Quick Tips on Making Project Meetings Work Better

Long term projects need meetings to check progress, address issues, and keep stakeholders engaged. Here’s a couple of tips to make sure your regularly scheduled meetings have some teeth:

Provide an agenda: Meetings eat up time and if you know the agenda in advance you will have an idea of how much. If you want to add an item to the agenda then respond to the organizer (and cc: all) to make that request. If everyone practices this, then you can keep meeting time focused.

Define the Action Items: Updates are fine, but the real takaway from a meeting is action. An Action Item needs three things to be effective. An Owner, a Deliverable, and a Deadline. Meeting agendas should include an update on open action items.

Send a Recap: The agenda is the template for what was discussed: what was learned, what was debated, what was agreed upon, what was decided, and were there any actionable items.
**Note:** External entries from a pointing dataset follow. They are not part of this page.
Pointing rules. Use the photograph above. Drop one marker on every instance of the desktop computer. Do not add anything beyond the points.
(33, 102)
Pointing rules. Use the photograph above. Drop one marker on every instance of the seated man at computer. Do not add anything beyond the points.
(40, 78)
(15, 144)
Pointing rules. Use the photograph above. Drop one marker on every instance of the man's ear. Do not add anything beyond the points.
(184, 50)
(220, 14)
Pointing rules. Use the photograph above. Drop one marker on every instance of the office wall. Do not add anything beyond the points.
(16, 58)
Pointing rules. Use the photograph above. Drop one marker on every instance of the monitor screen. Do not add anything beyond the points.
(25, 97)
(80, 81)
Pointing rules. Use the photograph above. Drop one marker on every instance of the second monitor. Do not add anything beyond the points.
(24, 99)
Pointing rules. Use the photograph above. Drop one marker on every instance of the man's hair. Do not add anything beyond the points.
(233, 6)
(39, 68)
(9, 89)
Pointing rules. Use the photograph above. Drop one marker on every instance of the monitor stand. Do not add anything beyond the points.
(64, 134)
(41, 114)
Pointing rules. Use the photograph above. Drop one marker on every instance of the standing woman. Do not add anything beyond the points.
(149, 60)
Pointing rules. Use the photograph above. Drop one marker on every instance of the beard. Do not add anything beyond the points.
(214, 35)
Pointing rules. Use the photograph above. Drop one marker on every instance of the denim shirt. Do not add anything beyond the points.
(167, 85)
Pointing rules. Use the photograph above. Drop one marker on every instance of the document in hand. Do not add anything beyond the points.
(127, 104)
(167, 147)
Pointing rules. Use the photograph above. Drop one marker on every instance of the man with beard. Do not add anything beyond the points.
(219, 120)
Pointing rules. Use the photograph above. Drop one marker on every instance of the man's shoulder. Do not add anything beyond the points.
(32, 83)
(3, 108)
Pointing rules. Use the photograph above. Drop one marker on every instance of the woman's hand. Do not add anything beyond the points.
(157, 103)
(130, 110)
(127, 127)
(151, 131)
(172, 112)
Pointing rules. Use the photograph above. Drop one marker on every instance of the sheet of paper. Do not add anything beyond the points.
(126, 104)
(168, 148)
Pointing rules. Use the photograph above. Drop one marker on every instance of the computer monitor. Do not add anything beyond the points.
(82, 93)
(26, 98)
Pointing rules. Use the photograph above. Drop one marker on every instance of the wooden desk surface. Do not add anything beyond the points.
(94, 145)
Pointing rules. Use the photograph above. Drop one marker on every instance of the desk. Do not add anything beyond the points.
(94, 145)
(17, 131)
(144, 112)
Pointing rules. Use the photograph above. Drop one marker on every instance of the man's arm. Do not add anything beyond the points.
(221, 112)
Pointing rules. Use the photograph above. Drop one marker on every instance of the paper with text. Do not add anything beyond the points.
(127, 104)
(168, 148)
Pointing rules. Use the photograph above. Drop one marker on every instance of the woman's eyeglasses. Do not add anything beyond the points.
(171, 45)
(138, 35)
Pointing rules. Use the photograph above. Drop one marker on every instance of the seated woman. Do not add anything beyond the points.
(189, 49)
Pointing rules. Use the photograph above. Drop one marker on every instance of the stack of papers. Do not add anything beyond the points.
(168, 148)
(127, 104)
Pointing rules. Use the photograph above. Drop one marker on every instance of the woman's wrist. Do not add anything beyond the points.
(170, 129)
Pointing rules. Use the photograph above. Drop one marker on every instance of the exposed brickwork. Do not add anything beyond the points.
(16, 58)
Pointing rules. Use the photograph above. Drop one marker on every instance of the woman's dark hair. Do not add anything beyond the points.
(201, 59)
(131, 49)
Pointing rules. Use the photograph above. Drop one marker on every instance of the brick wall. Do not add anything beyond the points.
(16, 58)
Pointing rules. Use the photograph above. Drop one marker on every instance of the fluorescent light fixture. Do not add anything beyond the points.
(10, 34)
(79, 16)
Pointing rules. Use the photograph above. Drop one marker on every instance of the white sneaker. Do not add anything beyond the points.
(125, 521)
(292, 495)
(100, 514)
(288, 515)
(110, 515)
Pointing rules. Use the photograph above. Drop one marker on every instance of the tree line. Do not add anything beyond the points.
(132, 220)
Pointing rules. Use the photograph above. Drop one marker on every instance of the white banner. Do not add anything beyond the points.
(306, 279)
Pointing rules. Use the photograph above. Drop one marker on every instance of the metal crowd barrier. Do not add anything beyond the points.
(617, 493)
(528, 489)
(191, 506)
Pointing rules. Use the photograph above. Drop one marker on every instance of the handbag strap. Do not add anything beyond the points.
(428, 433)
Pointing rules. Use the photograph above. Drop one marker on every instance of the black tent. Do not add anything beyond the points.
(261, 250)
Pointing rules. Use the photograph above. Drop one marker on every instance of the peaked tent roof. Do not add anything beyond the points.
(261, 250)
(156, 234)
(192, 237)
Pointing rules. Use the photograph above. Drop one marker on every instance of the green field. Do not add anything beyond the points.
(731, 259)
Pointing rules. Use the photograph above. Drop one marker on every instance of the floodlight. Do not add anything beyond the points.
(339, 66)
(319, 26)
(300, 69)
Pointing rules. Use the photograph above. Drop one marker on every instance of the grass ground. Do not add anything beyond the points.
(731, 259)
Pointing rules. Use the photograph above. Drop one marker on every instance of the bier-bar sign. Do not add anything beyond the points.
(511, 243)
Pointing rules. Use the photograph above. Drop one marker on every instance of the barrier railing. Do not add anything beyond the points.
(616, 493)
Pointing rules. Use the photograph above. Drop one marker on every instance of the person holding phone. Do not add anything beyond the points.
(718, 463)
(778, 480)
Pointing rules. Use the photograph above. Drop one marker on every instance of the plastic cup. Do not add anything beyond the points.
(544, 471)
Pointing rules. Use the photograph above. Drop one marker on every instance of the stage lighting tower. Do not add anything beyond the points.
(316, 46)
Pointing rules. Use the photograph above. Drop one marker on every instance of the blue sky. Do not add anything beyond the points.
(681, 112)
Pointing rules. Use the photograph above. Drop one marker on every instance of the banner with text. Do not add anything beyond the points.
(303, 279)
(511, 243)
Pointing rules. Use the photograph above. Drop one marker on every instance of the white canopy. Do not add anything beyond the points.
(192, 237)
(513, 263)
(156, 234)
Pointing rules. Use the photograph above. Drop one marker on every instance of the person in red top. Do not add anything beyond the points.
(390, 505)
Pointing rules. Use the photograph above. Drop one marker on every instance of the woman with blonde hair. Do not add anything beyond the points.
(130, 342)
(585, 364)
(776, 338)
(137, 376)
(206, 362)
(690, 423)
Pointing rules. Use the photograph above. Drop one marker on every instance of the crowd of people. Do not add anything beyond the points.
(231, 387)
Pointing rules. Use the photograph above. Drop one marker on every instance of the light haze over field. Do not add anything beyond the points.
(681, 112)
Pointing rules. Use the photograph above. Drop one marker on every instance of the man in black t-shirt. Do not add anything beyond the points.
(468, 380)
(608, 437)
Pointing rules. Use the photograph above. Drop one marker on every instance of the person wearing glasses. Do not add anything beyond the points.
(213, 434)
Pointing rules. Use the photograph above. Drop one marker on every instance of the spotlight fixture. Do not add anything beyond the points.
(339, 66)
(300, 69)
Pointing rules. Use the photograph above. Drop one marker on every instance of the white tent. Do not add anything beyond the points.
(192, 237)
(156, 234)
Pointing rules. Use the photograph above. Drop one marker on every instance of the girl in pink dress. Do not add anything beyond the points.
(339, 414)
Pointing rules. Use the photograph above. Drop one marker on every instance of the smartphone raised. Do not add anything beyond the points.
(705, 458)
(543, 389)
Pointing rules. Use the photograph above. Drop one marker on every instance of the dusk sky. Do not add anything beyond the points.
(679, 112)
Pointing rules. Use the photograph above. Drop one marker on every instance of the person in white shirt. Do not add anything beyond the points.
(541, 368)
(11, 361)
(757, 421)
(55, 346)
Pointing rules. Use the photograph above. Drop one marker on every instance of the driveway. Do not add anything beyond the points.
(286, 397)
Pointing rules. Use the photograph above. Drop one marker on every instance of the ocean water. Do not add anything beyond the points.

By keeping a brief summary of the meeting, attendees can get up to speed if they miss one. Minutes would also remind folks of new Action Items and connect them to the agenda.

Interim Review: Sometimes it is necessary to do a recap – explain the current project scope, demonstrate what progress has been made, and discuss whether the progress is appropriate and deadlines reasonable. Schedule these at meeting junctures that would otherwise have short agendas. This may be when progress has been inhibited by resource setbacks or after a a scope change.